This photo was taken from the entryway of the first house I fell in love with. It was so early in the process. I had not gotten pre-approved. I attended a NACA meeting to learn more about homeownership. I had some conversations with Ayodele on what buying a house might look like for both of us. I downloaded the Zillow app and would peruse the different homes in the neighborhoods I was interested in. I wanted to live in Southwest Atlanta for sure. I was eyeing the Pittsburgh area but had my search set on two zip codes ‘30310’ and ‘30311’. I remember when I got the alert for this house. It was made for me, at least that’s how it felt, I was so excited I reached out to the real estate agent listed on Zillow. Again, I had not been pre-approved yet or anything, but I went to see the house, I fell utterly in love. I spent almost an hour there during the visit. I invited people over, no really! Mama Kanika, Mama Kim, and Ayodele came to see it. We took pictures; I felt so at home. I obviously knew very little, or nothing actually about the home buying process. To fall so deep in love, so prematurely was a tough lesson I had to learn. (not my first trip to that rodeo, but anyway) It turns out that the home was not only the apple of my eye; it had become the apple of several interested buyers eye. Nearly twenty offers had already been received, the house was on the market for 1.5 days at that point. The selling agent was not accepting any more offers. I cried. Drama. I got pre-approved the next day. I was postured for a miracle. The damn house was mine !! It wasn’t actually. It wasn’t my house at all, but it was the house that called me into action. It was the house that bought the conversations that I had been having to life. And a year later I now realize that it was the house that taught me that I do not always get what I want, but I have never been without what I need.

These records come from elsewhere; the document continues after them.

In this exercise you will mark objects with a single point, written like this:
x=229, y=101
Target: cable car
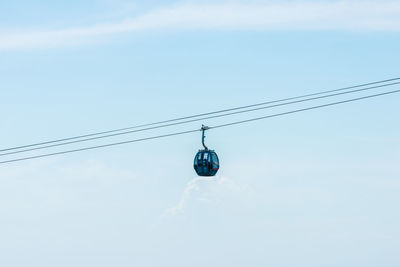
x=206, y=162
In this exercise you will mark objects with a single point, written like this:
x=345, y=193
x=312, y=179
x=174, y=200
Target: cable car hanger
x=206, y=162
x=203, y=129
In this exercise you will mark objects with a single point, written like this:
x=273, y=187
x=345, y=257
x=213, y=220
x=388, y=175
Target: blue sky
x=318, y=188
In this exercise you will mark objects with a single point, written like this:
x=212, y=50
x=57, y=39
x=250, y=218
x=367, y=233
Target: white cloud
x=208, y=190
x=263, y=16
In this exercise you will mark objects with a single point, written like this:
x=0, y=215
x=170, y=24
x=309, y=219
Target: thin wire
x=192, y=131
x=194, y=120
x=194, y=116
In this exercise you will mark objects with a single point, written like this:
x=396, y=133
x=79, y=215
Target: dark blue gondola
x=206, y=162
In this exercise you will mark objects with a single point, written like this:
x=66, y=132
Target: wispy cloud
x=207, y=190
x=351, y=15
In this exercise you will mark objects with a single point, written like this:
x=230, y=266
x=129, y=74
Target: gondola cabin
x=206, y=163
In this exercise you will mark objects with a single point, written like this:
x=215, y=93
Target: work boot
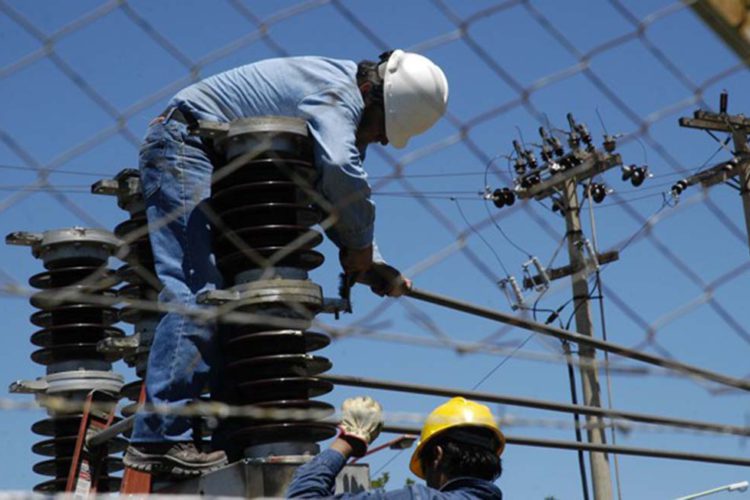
x=179, y=459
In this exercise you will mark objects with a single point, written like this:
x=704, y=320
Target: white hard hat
x=415, y=94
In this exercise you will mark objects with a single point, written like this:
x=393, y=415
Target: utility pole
x=557, y=177
x=600, y=474
x=738, y=167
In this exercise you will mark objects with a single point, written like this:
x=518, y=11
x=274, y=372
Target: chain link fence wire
x=80, y=82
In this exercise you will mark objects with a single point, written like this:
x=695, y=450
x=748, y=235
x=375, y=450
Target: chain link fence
x=81, y=81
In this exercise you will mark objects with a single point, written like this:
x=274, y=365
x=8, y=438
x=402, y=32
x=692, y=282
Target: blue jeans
x=176, y=178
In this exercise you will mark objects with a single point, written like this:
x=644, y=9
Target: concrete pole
x=600, y=473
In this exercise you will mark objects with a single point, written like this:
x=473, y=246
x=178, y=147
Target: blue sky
x=60, y=108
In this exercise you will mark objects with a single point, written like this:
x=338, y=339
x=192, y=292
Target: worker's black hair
x=367, y=71
x=462, y=458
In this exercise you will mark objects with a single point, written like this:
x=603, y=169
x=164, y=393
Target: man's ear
x=365, y=89
x=438, y=457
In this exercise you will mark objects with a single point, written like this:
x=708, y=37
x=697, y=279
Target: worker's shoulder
x=310, y=63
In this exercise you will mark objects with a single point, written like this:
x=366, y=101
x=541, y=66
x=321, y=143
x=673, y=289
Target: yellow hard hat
x=457, y=412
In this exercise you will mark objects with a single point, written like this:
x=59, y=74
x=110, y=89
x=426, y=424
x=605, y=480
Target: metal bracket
x=29, y=386
x=122, y=346
x=23, y=238
x=594, y=163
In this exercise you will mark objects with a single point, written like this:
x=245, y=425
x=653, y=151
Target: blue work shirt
x=323, y=92
x=317, y=478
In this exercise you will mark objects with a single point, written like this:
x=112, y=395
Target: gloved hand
x=361, y=422
x=384, y=280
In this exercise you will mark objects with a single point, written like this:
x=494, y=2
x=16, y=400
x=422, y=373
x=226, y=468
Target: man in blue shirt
x=458, y=454
x=347, y=106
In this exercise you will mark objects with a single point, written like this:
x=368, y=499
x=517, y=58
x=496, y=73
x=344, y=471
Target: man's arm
x=333, y=116
x=317, y=478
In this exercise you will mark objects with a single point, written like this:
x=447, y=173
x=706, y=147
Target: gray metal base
x=261, y=479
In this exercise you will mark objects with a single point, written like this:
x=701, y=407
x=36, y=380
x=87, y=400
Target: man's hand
x=361, y=422
x=355, y=261
x=385, y=280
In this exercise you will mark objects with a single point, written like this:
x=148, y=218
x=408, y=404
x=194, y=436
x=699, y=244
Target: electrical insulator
x=503, y=197
x=574, y=136
x=512, y=292
x=552, y=141
x=598, y=191
x=679, y=187
x=520, y=164
x=541, y=280
x=636, y=175
x=610, y=143
x=530, y=180
x=530, y=159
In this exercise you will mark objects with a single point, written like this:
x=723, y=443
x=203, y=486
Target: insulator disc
x=69, y=352
x=268, y=169
x=57, y=426
x=63, y=446
x=132, y=390
x=284, y=432
x=106, y=485
x=76, y=332
x=284, y=388
x=49, y=299
x=239, y=261
x=59, y=466
x=309, y=411
x=276, y=342
x=97, y=278
x=260, y=192
x=271, y=213
x=73, y=261
x=268, y=235
x=278, y=365
x=140, y=274
x=75, y=313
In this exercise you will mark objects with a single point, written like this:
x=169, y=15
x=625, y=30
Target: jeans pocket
x=151, y=160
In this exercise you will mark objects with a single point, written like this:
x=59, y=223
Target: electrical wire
x=503, y=361
x=607, y=373
x=576, y=419
x=497, y=256
x=56, y=171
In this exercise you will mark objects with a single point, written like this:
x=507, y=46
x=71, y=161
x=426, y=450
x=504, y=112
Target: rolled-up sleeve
x=333, y=116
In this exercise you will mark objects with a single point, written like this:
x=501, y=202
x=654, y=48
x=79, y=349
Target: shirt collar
x=481, y=488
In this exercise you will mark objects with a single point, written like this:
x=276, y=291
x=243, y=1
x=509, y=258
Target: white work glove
x=361, y=422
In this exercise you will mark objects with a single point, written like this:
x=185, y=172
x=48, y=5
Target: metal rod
x=111, y=432
x=534, y=403
x=608, y=448
x=559, y=333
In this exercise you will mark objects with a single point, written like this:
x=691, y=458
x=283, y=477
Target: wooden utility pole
x=600, y=474
x=738, y=167
x=559, y=178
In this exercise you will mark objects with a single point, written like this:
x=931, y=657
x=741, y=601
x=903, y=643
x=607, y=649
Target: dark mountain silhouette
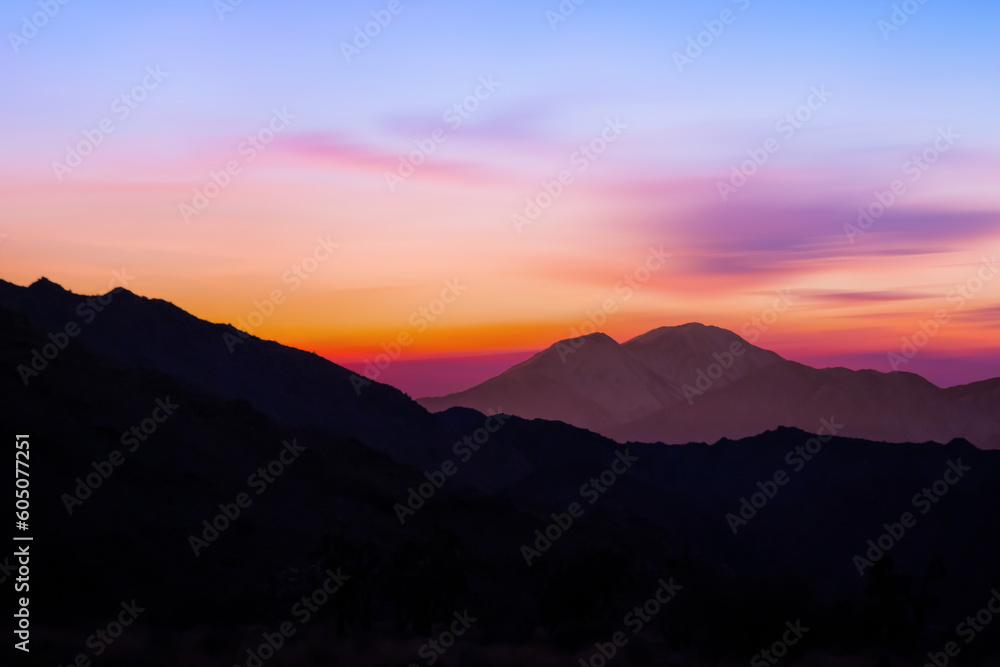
x=669, y=516
x=702, y=383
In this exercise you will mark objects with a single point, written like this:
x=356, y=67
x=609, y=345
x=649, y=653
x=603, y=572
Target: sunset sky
x=117, y=116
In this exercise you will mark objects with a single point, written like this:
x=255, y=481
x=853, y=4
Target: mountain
x=547, y=534
x=697, y=383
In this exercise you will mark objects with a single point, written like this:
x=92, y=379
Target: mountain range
x=697, y=383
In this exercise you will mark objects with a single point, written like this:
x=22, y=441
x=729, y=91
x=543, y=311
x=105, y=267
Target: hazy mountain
x=696, y=383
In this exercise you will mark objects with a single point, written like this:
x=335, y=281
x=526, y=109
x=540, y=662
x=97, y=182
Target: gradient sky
x=681, y=131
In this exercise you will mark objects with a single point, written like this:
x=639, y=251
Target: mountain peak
x=45, y=286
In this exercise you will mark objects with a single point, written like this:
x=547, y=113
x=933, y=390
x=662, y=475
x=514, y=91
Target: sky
x=455, y=186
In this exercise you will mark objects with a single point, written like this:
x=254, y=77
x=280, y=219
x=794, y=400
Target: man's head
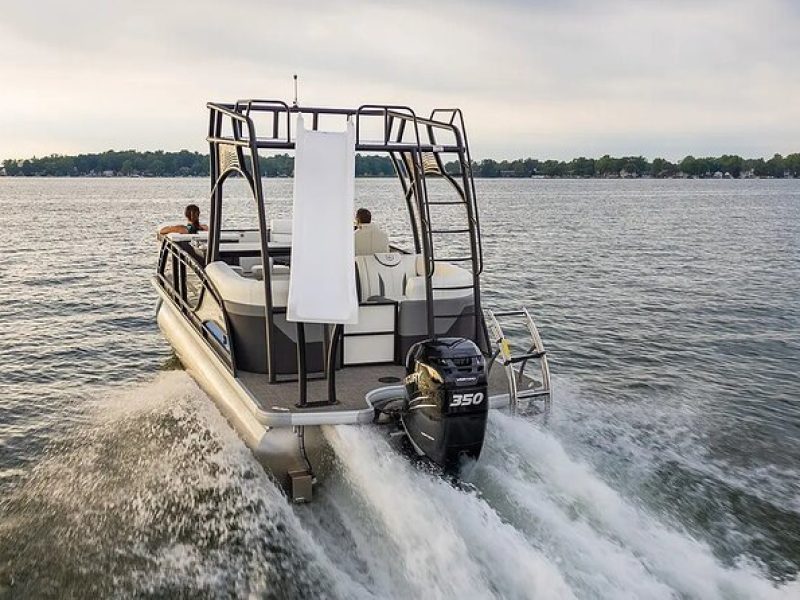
x=363, y=216
x=192, y=213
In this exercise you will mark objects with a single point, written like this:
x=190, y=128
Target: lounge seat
x=244, y=303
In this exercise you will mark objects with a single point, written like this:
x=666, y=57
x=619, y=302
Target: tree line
x=193, y=164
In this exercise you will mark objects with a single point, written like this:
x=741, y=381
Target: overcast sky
x=543, y=78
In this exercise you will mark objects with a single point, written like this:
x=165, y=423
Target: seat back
x=384, y=274
x=280, y=231
x=370, y=239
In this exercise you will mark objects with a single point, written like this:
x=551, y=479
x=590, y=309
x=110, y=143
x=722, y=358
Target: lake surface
x=669, y=467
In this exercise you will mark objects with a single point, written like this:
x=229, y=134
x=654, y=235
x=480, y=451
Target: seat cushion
x=384, y=274
x=243, y=291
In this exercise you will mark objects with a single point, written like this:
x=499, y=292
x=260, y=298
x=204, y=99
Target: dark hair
x=363, y=216
x=192, y=213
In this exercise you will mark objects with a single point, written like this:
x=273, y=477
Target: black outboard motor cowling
x=447, y=400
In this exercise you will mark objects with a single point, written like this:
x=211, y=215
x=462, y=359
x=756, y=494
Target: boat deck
x=352, y=385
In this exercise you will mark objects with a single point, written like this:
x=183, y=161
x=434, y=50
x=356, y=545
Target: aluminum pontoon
x=224, y=294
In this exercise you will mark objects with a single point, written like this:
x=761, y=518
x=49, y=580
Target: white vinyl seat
x=278, y=271
x=245, y=291
x=401, y=277
x=384, y=274
x=370, y=239
x=280, y=231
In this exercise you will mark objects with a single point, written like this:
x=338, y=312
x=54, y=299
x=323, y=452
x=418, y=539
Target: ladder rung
x=532, y=394
x=516, y=359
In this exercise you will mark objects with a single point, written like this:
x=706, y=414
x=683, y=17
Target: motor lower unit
x=447, y=400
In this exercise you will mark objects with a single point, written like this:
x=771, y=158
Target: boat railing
x=189, y=301
x=418, y=147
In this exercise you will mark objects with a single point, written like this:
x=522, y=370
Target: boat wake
x=536, y=524
x=156, y=495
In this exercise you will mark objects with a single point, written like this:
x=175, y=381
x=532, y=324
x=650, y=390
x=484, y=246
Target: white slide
x=322, y=280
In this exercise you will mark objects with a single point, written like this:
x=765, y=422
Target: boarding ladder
x=521, y=386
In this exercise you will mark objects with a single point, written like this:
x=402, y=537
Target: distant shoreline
x=132, y=163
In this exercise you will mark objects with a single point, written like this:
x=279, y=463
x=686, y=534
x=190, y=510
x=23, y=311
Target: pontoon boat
x=288, y=330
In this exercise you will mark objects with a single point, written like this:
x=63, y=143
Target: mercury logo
x=466, y=399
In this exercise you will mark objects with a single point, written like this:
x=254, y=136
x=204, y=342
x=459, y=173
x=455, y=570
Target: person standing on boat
x=192, y=226
x=369, y=237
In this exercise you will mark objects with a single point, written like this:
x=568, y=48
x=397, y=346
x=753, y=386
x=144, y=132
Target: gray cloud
x=539, y=78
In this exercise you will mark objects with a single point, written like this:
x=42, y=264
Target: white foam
x=623, y=540
x=448, y=543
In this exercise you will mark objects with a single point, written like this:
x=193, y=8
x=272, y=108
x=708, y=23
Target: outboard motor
x=447, y=401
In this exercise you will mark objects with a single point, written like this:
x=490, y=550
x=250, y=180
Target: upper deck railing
x=396, y=135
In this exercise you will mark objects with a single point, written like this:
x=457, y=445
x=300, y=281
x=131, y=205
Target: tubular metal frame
x=407, y=138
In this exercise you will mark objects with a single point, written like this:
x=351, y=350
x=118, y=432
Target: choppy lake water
x=669, y=468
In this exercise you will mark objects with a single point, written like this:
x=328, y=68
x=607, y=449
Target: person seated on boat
x=192, y=226
x=369, y=238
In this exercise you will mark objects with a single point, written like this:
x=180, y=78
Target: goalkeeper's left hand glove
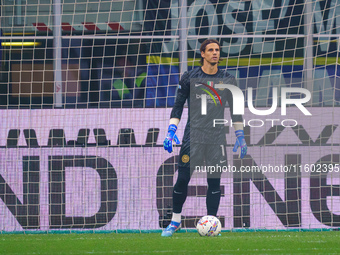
x=171, y=136
x=240, y=142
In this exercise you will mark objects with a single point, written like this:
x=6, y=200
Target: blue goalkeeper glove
x=240, y=142
x=171, y=136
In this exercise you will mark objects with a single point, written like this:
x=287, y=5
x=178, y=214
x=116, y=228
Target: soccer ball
x=208, y=226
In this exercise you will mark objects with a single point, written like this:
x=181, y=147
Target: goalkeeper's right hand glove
x=171, y=136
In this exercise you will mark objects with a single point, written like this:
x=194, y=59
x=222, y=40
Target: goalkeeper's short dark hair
x=204, y=45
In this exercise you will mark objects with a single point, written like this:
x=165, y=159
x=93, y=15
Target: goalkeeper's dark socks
x=179, y=198
x=176, y=217
x=213, y=201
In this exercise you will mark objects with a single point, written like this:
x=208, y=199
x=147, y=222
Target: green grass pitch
x=181, y=243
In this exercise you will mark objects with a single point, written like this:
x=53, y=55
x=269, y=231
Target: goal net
x=86, y=92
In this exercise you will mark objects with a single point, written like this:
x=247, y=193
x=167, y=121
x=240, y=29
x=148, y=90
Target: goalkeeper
x=203, y=143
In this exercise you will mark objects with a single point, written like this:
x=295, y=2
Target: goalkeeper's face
x=211, y=54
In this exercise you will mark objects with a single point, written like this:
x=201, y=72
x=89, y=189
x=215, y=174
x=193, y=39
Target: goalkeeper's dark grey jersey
x=199, y=128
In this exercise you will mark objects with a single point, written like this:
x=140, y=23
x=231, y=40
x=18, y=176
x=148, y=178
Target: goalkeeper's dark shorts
x=193, y=156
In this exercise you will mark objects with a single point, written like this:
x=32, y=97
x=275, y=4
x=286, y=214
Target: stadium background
x=120, y=62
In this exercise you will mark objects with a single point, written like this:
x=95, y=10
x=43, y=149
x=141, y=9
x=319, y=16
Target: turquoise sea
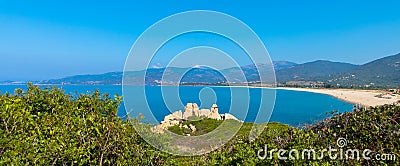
x=291, y=107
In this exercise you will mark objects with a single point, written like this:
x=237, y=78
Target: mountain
x=279, y=65
x=310, y=70
x=201, y=75
x=384, y=72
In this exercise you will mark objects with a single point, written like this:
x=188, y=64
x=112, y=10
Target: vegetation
x=49, y=127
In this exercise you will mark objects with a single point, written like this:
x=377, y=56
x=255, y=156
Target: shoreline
x=362, y=97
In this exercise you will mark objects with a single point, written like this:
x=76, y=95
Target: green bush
x=49, y=127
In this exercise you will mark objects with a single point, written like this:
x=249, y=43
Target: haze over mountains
x=384, y=72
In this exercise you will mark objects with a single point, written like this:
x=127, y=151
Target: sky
x=53, y=39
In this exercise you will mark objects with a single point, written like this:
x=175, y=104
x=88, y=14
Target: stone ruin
x=191, y=110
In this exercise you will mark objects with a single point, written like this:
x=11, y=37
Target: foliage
x=49, y=127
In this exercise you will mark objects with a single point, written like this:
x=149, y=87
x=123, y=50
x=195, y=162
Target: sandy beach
x=361, y=97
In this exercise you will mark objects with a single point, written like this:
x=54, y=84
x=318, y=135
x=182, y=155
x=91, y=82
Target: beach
x=361, y=97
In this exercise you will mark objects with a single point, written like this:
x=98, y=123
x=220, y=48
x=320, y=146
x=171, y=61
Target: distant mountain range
x=384, y=72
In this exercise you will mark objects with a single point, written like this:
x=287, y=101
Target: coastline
x=362, y=97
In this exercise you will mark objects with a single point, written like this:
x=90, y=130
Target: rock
x=192, y=127
x=214, y=113
x=177, y=115
x=230, y=116
x=190, y=110
x=203, y=112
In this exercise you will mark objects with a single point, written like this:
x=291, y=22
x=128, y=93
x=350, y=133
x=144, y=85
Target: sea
x=259, y=105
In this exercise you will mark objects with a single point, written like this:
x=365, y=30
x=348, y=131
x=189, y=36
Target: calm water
x=291, y=107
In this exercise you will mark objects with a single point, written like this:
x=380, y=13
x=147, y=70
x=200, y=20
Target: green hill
x=310, y=70
x=48, y=127
x=384, y=72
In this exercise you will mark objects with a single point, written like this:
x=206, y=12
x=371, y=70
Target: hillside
x=384, y=72
x=201, y=75
x=48, y=127
x=308, y=71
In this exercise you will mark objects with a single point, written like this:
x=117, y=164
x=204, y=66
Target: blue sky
x=52, y=39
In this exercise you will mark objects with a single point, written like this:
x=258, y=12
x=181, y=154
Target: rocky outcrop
x=191, y=110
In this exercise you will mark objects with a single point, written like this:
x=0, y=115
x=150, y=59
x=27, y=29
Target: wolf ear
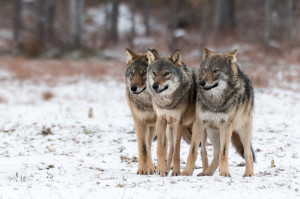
x=152, y=55
x=176, y=57
x=207, y=52
x=129, y=55
x=233, y=54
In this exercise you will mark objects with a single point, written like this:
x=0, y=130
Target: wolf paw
x=162, y=172
x=142, y=171
x=224, y=173
x=203, y=174
x=151, y=170
x=175, y=173
x=186, y=173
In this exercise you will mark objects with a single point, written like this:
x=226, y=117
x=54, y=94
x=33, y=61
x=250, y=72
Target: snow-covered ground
x=50, y=148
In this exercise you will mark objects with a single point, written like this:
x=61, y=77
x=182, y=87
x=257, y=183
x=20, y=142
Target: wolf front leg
x=196, y=137
x=150, y=165
x=245, y=135
x=225, y=137
x=214, y=138
x=162, y=145
x=171, y=146
x=141, y=131
x=177, y=131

It is no mistake that I am revisiting this lesson on the heels of Mercury retrograde, on the heels of a new moon in Pisces, and almost a year since the date I first saw the house. For me, this lesson is less about the house, less about the home buying process and more about allowing, trusting and surrendering to infinite intelligence. We have a limited view, on purpose. Our limited view will have us fighting for something and holding on to what is not meant for us. Yes, we may love it, them, him, or her. Yes, it may seem like just what we want and need. And that may be true. What is also true is the limitations of our foresight. We may not see how short-lived, painful, treacherous, or misaligned the thing that we think we want so bad will become for us. We may not understand what’s on the horizon for us that makes that particular thing, not a viable option. I am relentless in my pursuit to what it is I made my mind up to believe that I want. I am choosing to be relentless in my surrender to receiving what it is the all-knowing Creator wants me to have. I am not letting go of my goals and desires. I am still setting intentions. I am always visualizing my dreams. I am only surrendering my attachment to how they manifest.
…an ode to the bridge house on centra villa.
happy *early* new moon.
p.s. jay electronica says 20/20 hindsight is so euphoric.
p.p.s. i bought the house that i was supposed to be in. remember I told yall about my reading with the hood healer, it came up that this was the house I needed to be in.